In Coach Rose's first four years as Cougar head coach, BYU has gone an astounding 54-10 against all conference teams other than UNLV. That's a winning percentage of more than 84 percent. However, during that span the Cougars have gone 3-7 against UNLV, a winning percentage of only 30 percent. UNLV is the only conference team that Rose has a losing record against.

Additionally, UNLV is the only MWC team to beat BYU at the Marriott Center since Rose became head coach. Last year the Rebels beat the Cougars 76-70 in Provo. UNLV is also the only conference team that Rose hasn't beaten on the road.

All this has led to some BYU fans viewing UNLV as a bigger rival in basketball than Utah currently. Rose has a 6-3 record against the Utes, who have had some struggles in recent years.

When asked if UNLV over the years has played his teams tougher than any other MWC opponents, Rose didn't come out and say that was the case. However, he did say that the games between BYU and UNLV have been pretty competitive.

"Obviously it's one of the best teams in our league, so those games are gonna be the best games going."

Coach Rose noted how this UNLV team, a team that has spent some time ranked in the top 25 this season and that might be BYU's toughest test yet, is both similar to and different from past Rebel teams.

"[Coach Kruger's] team looks pretty similar to the way they play. I mean, they really guard hard, they're aggressive defensively, and things that you run, they'll try to take you out of it and make you run counters and do other things, and that seems pretty similar.

"Offensively, it seems to be a lot different. They do a lot of dribble-drive and penetrating like they used to and have done, but it seems like they're sharing the ball a lot better. They assist on a lot of their field goals. In fact, they assist on more of their field goals percentage-wise than we do on ours, and we think we share the ball pretty good, so I think [Kruger's] got great chemistry and they're playing really well together."

Jimmer Fredette, like Coach Rose, noted that the Rebels still play the same style of defense as they traditionally have.

"They always play pressure defense on us. That's just the way they play. Defensively, they have a good coach that stresses playing defense and forcing turnovers, and if they can get some turnovers it's easy baskets for them, so that's what they want to do."

Fredette added that the team has been preparing for UNLV's pressure defense and for different situations and scenarios, such as breaking their press.

When the Cougars and Rebels square off Wednesday, it will have been 12 days since UNLV's last game when the Rebels lost 67-56 to USC on Christmas day. Whether that will affect UNLV positively or negatively isn't known, but Coach Rose said they always expect UNLV's best effort regardless of the circumstances. In fact, he indicated the Rebels could be particularly fired up to play on Wednesday.

"They've been sitting on a loss for a while, and to me that might be a factor just because [after a loss] you just want to get out and play again."

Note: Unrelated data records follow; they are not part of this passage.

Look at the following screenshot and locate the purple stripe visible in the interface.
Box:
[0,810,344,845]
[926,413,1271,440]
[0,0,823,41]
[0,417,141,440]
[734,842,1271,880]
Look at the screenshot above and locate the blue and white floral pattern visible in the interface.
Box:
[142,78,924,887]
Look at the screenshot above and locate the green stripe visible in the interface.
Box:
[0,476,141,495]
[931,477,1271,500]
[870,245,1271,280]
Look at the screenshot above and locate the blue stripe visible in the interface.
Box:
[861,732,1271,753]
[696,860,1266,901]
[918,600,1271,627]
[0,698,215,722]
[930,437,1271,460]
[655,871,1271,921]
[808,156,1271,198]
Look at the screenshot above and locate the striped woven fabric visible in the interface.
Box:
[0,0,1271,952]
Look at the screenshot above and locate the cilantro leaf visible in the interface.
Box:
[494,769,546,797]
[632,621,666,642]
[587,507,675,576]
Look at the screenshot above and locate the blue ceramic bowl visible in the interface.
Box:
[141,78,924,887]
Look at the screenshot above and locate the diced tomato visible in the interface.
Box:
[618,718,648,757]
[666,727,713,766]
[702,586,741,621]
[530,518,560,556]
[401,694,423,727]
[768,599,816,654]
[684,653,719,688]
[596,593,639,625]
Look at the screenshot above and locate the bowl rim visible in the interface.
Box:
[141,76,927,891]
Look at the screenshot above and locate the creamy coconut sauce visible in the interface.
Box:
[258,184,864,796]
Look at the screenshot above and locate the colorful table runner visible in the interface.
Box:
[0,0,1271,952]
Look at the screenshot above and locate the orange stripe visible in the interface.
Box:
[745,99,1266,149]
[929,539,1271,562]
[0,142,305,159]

Of course, the Rebels could also come out rusty after the long layoff. There could be some rustiness among the Cougars as well, as starters Jimmer Fredette and Jackson Emery both missed last Saturday's game against Eastern New Mexico due to health reasons. Fredette has been battling strep throat, while Emery has been recuperating from a bruised heel.

Rose said there is always the worry that his team could be set back a little bit when players miss time. He did add that he thinks Fredette will be ready to go, but it's just an issue of how long he will be able to play.

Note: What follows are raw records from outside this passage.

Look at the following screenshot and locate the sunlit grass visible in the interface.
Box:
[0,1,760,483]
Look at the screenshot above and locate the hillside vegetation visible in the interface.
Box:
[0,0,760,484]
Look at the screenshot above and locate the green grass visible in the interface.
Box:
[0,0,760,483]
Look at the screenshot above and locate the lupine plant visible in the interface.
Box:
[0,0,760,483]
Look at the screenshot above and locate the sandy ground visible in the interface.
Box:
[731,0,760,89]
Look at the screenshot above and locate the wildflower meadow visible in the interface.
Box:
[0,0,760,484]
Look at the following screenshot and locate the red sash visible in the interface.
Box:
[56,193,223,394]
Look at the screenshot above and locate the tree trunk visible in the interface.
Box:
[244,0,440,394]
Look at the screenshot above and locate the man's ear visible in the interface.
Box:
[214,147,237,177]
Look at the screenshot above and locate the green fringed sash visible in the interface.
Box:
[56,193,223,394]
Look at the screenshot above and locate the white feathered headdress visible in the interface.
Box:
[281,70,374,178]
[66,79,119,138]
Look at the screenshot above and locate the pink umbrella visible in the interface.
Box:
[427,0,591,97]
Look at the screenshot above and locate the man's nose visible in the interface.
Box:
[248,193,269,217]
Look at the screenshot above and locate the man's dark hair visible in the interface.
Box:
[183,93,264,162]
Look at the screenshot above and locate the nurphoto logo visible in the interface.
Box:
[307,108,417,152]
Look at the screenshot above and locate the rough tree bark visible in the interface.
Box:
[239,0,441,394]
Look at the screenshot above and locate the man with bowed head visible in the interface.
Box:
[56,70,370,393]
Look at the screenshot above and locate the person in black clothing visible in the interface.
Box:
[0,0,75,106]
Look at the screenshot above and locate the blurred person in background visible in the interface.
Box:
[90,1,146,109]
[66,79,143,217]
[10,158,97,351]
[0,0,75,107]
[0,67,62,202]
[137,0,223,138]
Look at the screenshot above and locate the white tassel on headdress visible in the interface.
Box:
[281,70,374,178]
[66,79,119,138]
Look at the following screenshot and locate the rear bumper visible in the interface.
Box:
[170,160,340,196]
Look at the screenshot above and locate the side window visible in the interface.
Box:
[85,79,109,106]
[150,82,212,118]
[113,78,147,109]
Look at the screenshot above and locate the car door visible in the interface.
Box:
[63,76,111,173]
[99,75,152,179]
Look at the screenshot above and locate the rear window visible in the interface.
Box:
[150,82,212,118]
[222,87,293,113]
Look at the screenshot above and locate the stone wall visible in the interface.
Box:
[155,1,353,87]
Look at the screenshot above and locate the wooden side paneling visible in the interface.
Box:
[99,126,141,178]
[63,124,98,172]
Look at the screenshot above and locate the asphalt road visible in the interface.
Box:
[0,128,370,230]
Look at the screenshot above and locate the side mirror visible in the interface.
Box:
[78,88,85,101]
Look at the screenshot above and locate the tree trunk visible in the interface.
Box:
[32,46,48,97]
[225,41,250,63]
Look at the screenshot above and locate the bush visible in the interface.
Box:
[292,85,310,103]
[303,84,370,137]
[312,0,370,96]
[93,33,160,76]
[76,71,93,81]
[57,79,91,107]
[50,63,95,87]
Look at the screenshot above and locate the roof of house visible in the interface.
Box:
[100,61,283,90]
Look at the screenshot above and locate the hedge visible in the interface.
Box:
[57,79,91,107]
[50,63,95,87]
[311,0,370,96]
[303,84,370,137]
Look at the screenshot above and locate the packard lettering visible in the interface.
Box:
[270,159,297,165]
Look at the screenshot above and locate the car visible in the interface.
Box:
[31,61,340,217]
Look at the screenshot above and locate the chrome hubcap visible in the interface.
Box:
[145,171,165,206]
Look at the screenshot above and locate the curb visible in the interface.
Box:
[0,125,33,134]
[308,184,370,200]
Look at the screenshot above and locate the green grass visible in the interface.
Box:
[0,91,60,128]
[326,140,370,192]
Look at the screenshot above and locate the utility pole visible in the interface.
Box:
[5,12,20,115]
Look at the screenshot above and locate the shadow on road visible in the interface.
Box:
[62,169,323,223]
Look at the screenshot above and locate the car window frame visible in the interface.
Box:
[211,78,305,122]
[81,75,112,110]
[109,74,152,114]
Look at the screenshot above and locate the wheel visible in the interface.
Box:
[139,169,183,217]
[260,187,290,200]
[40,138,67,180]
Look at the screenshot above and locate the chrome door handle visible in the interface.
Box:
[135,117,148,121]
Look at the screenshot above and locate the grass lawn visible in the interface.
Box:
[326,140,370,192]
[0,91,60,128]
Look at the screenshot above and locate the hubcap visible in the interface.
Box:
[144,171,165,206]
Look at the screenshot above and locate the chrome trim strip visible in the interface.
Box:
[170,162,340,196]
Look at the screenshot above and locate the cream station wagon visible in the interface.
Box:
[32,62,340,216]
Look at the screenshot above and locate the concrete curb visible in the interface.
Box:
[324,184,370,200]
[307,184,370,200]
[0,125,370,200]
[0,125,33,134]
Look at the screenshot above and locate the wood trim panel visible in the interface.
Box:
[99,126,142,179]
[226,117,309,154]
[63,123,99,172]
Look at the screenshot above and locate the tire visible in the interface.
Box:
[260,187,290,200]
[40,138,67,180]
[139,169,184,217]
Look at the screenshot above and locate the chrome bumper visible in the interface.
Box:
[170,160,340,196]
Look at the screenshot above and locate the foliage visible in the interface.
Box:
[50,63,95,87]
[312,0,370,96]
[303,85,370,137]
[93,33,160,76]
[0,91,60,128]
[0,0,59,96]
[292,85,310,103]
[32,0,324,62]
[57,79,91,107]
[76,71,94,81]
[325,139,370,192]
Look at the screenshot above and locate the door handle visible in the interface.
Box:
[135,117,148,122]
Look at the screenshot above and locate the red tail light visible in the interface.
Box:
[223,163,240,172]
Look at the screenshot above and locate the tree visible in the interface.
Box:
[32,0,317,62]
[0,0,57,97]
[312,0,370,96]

Fredette started to feel sick the night after he scored 49 points against Arizona on Monday, Dec. 28. Perhaps he scored two (or even three) games'-worth of points against the Wildcats because he knew he would miss the following Saturday's game.

In any event, Fredette didn't eat for three days and lost about seven or eight pounds in the process. Once he was able to keep food down again, he began working to regain his weight.

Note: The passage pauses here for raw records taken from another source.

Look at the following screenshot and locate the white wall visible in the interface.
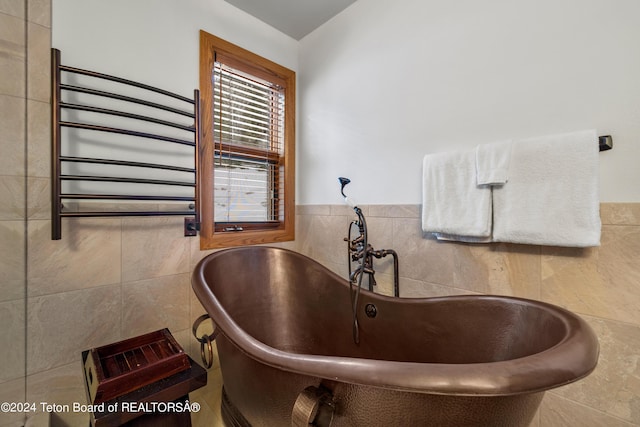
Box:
[297,0,640,204]
[52,0,298,105]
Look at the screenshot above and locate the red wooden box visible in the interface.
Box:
[84,328,191,404]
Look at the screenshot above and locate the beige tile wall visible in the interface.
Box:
[296,203,640,427]
[0,0,29,426]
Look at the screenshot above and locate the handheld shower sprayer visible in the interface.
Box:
[338,176,400,345]
[338,176,356,209]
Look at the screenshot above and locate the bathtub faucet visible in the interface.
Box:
[338,177,400,344]
[338,177,400,297]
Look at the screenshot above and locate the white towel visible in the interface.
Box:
[493,130,600,247]
[422,150,491,240]
[476,141,511,185]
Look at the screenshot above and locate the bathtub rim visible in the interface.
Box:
[192,246,599,396]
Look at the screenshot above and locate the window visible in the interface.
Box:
[199,31,295,249]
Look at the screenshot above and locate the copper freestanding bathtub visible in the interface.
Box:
[192,247,598,427]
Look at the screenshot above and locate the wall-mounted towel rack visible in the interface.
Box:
[51,49,200,240]
[598,135,613,151]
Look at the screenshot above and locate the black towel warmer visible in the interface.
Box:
[51,49,200,240]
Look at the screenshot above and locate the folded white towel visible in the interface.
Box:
[422,150,491,238]
[476,141,511,185]
[493,130,601,247]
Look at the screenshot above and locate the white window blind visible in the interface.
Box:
[212,62,285,224]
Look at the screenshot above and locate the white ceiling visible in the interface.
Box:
[225,0,356,40]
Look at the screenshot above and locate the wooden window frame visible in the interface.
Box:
[198,30,296,250]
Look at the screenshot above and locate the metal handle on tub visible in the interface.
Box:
[191,314,220,369]
[291,386,336,427]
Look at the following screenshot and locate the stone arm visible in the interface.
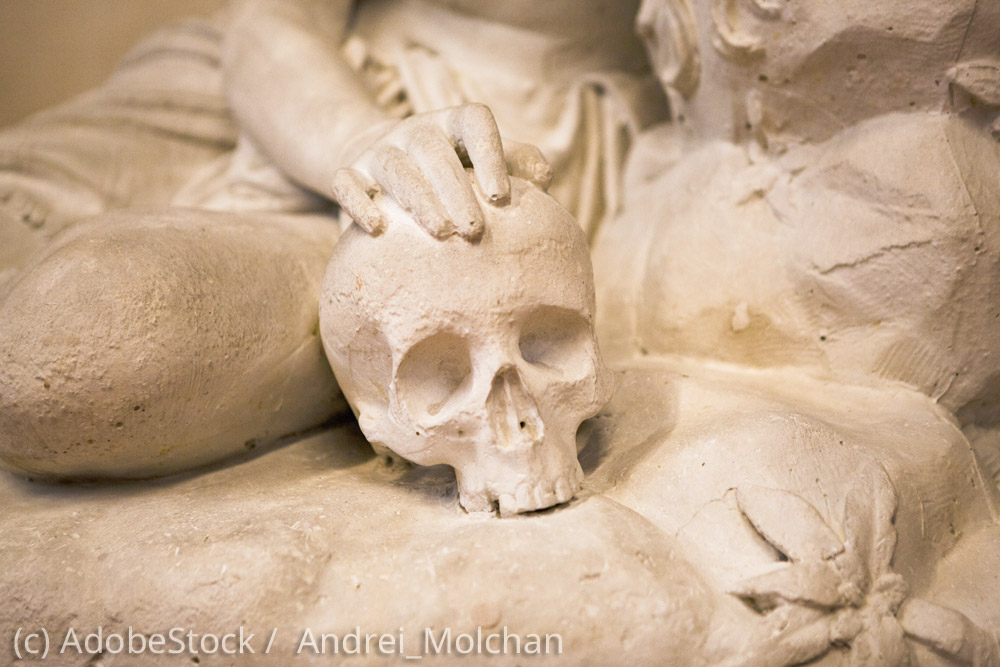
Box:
[223,0,551,238]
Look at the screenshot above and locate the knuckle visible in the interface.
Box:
[462,102,493,124]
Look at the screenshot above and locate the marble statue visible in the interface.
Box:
[320,176,612,515]
[0,0,1000,666]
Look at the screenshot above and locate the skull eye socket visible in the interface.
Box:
[518,306,593,371]
[396,332,472,416]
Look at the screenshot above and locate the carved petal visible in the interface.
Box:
[848,616,911,667]
[736,486,844,561]
[729,560,847,609]
[844,466,896,583]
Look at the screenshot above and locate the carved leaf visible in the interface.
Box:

"Food tastes great right now ‘cause I couldn't eat," said Fredette. "Now it tastes unbelievable, so I'm out there eating as much as I possibly can to get ready."

Fredette has been working at getting back to prime playing shape and getting back into the flow of things.

"I don't feel like it's gonna set me back a whole bunch," he said. "You know, I've been playing for a while and sometimes it happens."